Estes exemplos aparentemente anacrónicos poderão ser surpreendentemente úteis para o atual debate acerca do tempo dedicado ao trabalho. Em Portugal, a semana de quatro dias tem recebido particular atenção, estando na agenda para a atual legislatura. Este foi também um dos temas em debate recentemente no 5º congresso da Ordem dos Psicólogos Portugueses. Ainda que a proposta não seja isenta de problemas, as experiências conduzidas até aqui parecem apontar para benefícios para o bem-estar e para a produtividade analisada em proporção (por exemplo, aquilo que cada pessoa é capaz de produzir numa hora de trabalho).
Uma das obras de referência para entender a proposta da semana de 4 dias é Friday is the new Saturday (2021) de Pedro Gomes, professor de Economia na Universidade de Londres.

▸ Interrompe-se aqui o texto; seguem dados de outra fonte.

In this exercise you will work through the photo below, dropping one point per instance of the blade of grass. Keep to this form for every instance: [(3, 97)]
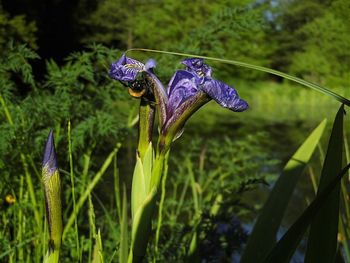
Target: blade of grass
[(322, 242), (259, 68), (92, 226), (117, 188), (98, 255), (263, 238), (286, 247), (161, 204), (89, 188), (76, 232), (124, 248)]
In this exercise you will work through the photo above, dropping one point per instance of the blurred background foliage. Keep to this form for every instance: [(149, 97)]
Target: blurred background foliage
[(54, 61)]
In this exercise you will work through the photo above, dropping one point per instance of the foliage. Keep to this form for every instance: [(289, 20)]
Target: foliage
[(17, 28), (80, 91), (221, 167)]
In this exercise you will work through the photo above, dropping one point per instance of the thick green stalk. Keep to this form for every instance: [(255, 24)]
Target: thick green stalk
[(146, 121), (161, 203)]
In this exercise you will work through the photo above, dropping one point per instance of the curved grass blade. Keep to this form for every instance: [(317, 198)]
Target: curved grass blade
[(263, 238), (322, 242), (287, 245), (259, 68), (89, 188)]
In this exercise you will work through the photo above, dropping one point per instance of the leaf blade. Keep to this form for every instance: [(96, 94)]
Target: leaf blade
[(322, 242), (262, 238)]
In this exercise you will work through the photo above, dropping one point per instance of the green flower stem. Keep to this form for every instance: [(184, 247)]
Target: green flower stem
[(161, 204), (52, 188), (146, 121)]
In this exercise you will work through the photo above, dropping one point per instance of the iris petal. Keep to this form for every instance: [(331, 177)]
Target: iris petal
[(198, 67), (223, 94), (181, 87), (126, 69)]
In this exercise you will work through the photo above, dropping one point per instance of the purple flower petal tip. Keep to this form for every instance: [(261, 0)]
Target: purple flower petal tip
[(193, 63), (126, 69), (150, 64), (50, 158), (225, 95), (198, 67)]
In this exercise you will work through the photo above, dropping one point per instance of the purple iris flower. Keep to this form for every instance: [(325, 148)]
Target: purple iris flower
[(127, 69), (187, 91), (197, 76)]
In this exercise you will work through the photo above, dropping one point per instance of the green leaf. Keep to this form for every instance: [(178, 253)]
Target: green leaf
[(287, 245), (123, 249), (322, 242), (147, 166), (263, 236), (138, 190), (98, 256)]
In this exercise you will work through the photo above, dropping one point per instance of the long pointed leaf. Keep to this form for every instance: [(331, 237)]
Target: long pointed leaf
[(322, 242), (263, 238), (286, 247)]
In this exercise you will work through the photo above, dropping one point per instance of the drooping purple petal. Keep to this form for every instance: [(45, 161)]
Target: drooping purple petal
[(181, 87), (126, 69), (150, 64), (223, 94), (198, 67), (159, 95), (50, 158)]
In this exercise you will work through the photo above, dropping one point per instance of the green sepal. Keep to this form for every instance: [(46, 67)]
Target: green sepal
[(148, 165), (138, 190)]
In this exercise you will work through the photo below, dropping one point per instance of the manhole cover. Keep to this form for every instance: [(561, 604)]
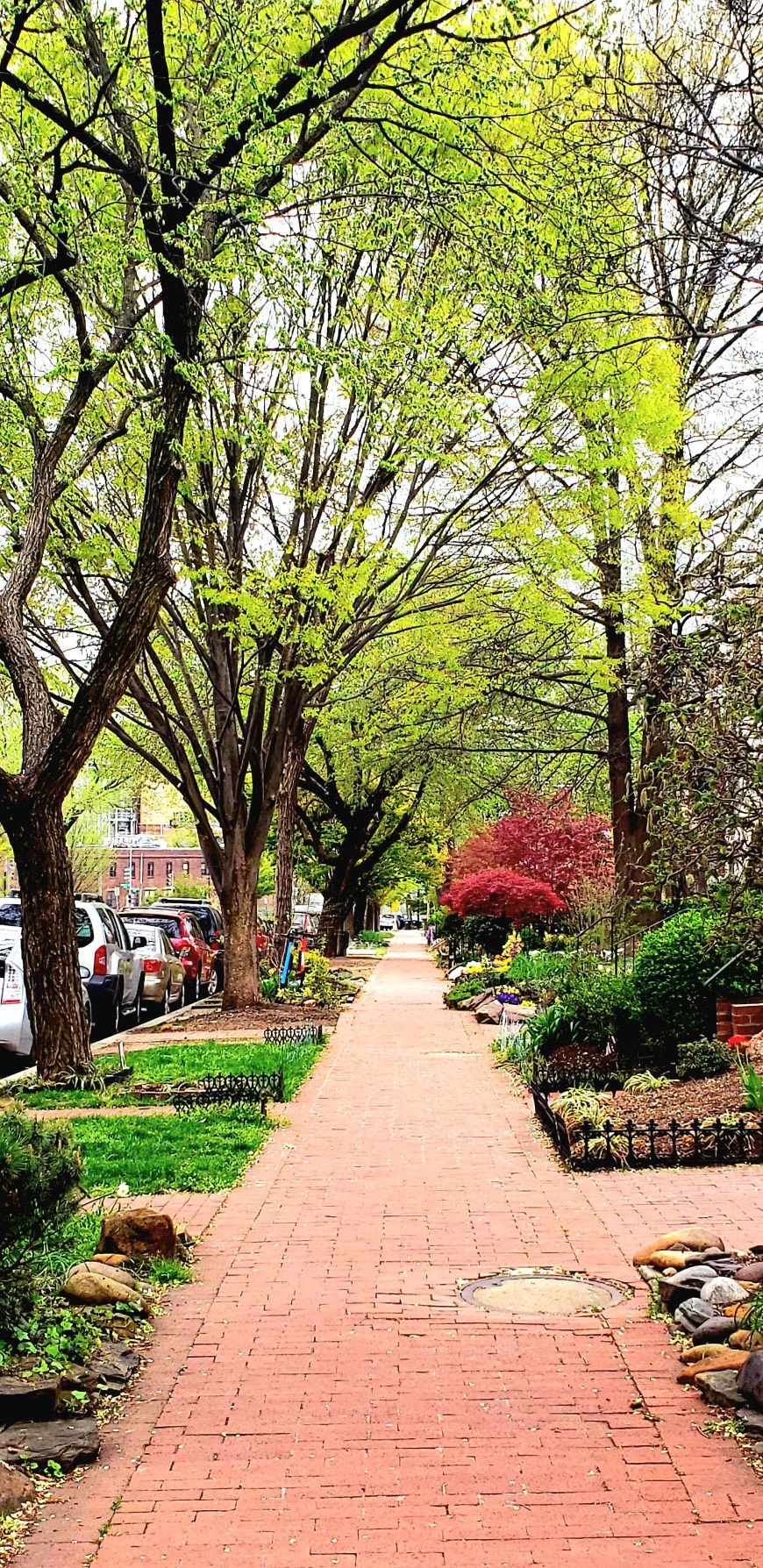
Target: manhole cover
[(536, 1293)]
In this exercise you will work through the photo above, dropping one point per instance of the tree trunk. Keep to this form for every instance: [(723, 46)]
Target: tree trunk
[(49, 939), (239, 901), (286, 844), (331, 924)]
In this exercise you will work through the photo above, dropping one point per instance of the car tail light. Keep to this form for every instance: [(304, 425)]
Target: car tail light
[(13, 985)]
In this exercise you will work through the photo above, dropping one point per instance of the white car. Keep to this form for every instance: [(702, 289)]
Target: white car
[(14, 1020), (110, 966)]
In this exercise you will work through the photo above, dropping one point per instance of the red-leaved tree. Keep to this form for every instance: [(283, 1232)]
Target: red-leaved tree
[(503, 893), (547, 841)]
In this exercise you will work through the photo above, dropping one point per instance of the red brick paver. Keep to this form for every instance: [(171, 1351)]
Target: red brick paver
[(323, 1396)]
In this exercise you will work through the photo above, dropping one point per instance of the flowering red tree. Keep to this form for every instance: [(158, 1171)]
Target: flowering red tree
[(546, 841), (503, 893)]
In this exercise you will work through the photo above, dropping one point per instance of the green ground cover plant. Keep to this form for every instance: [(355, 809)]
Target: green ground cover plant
[(183, 1064), (199, 1151)]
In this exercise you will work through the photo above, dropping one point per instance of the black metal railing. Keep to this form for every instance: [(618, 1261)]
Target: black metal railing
[(232, 1088), (609, 1145)]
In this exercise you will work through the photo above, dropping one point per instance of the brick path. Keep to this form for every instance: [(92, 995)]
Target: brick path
[(320, 1398)]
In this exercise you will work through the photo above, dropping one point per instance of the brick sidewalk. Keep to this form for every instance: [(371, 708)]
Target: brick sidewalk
[(320, 1398)]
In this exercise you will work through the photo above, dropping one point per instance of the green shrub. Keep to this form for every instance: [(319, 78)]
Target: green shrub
[(372, 938), (752, 1086), (39, 1172), (486, 933), (673, 963), (702, 1058)]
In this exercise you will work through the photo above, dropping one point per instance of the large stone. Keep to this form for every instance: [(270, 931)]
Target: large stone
[(689, 1315), (33, 1399), (751, 1379), (109, 1369), (723, 1361), (752, 1272), (688, 1239), (688, 1281), (752, 1420), (95, 1289), (107, 1272), (746, 1339), (139, 1233), (65, 1443), (723, 1293), (719, 1388), (711, 1331), (16, 1488)]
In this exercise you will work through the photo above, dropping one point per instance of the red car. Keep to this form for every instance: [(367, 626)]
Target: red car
[(185, 933)]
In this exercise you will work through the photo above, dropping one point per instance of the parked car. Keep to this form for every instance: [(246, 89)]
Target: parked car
[(210, 921), (111, 974), (163, 974), (110, 965), (187, 939)]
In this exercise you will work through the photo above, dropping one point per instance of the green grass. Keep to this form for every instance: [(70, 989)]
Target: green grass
[(181, 1065), (201, 1151)]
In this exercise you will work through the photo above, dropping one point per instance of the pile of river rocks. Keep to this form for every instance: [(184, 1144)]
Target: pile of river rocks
[(36, 1421), (711, 1293)]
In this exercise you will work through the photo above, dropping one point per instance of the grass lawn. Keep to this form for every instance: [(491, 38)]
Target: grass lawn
[(182, 1064), (201, 1151)]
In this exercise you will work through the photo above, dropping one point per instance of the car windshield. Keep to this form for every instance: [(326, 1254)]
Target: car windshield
[(167, 923)]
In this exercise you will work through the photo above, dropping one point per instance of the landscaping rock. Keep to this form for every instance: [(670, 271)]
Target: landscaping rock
[(752, 1273), (107, 1272), (109, 1368), (751, 1379), (687, 1281), (719, 1388), (689, 1315), (16, 1488), (746, 1339), (95, 1289), (711, 1331), (688, 1239), (139, 1233), (27, 1401), (702, 1355), (65, 1443), (752, 1420), (721, 1361), (723, 1293), (489, 1012)]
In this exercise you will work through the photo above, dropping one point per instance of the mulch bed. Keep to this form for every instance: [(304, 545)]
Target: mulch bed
[(249, 1018), (693, 1098)]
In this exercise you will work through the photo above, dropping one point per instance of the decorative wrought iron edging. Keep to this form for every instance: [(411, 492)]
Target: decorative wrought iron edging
[(637, 1145), (295, 1035), (231, 1088)]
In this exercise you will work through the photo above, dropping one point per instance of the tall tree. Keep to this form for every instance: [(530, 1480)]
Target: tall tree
[(139, 153)]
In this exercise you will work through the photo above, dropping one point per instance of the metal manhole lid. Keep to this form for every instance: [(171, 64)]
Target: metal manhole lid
[(538, 1293)]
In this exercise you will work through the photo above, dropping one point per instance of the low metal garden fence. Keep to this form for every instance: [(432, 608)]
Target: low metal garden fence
[(719, 1140)]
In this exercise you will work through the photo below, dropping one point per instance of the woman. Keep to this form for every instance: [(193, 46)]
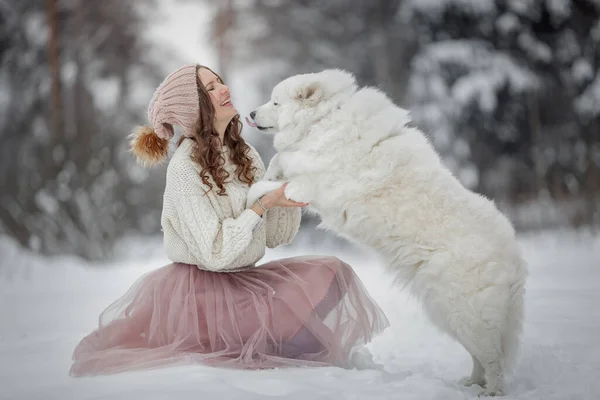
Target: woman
[(213, 305)]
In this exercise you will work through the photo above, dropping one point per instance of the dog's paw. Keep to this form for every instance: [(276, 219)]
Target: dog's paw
[(295, 193), (468, 381), (259, 189)]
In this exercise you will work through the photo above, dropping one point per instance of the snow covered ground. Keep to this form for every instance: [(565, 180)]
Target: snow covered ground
[(47, 305)]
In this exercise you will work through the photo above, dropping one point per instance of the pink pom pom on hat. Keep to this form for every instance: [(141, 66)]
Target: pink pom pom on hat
[(174, 102)]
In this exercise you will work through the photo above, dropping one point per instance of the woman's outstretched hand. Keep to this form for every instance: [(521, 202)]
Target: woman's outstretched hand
[(276, 198)]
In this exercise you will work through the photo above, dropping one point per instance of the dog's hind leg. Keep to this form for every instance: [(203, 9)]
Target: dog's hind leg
[(477, 375), (488, 352)]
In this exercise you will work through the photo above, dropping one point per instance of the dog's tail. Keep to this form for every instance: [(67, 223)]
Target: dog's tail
[(514, 318)]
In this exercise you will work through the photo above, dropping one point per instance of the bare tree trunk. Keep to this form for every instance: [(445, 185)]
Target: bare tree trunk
[(54, 60), (224, 22)]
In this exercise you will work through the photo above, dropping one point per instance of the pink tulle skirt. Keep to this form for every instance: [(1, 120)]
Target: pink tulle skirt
[(300, 311)]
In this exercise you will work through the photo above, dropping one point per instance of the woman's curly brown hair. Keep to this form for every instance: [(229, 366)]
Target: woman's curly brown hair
[(208, 151)]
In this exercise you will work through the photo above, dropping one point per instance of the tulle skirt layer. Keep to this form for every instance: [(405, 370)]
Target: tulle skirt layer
[(300, 311)]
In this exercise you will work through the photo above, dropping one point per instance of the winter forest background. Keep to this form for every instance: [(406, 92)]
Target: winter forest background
[(508, 90)]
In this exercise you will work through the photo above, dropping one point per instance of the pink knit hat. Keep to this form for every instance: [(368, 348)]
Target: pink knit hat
[(175, 102)]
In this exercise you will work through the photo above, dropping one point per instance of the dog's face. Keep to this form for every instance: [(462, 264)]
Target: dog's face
[(299, 101)]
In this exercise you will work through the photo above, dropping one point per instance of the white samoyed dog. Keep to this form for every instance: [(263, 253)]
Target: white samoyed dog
[(373, 178)]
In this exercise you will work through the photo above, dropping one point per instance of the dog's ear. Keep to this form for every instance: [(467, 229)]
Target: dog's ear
[(310, 93)]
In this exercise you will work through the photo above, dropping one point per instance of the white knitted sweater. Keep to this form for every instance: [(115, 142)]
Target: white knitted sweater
[(218, 233)]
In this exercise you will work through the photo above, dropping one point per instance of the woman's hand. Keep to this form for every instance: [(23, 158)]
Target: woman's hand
[(276, 198)]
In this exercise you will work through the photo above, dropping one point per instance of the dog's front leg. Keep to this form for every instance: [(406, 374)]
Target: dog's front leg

Um dos argumentos mais relevantes a favor da ideia está precisamente nas possibilidades de inovação que o ócio permite. Henry Ford mudou o mundo quando desenvolveu o seu primeiro protótipo de veículo com motor a combustão. Curiosamente, foi durante o seu (pouco) tempo livre que o fez, numa altura em que trabalhava como engenheiro para a Detroit Electric Company.
Aquilo que parece resultar destes exemplos é que trabalho e ócio não estão necessariamente em contradição. O tempo de lazer é essencial para garantir bem-estar e saúde psicológica, mas também abre espaço para a inovação e para a criatividade. Pensar que muitas das ideias que mudaram o mundo despontaram nos tempos livres deve obrigar-nos pelo menos a corrigir a injustiça milenar que tem sido cometida contra o ócio. Pelo seu contributo para a humanidade, é necessário que não mais seja confundido com preguiça ou falta de propósito, mas como um tempo necessário para cultivar intelecto, curiosidade e presença.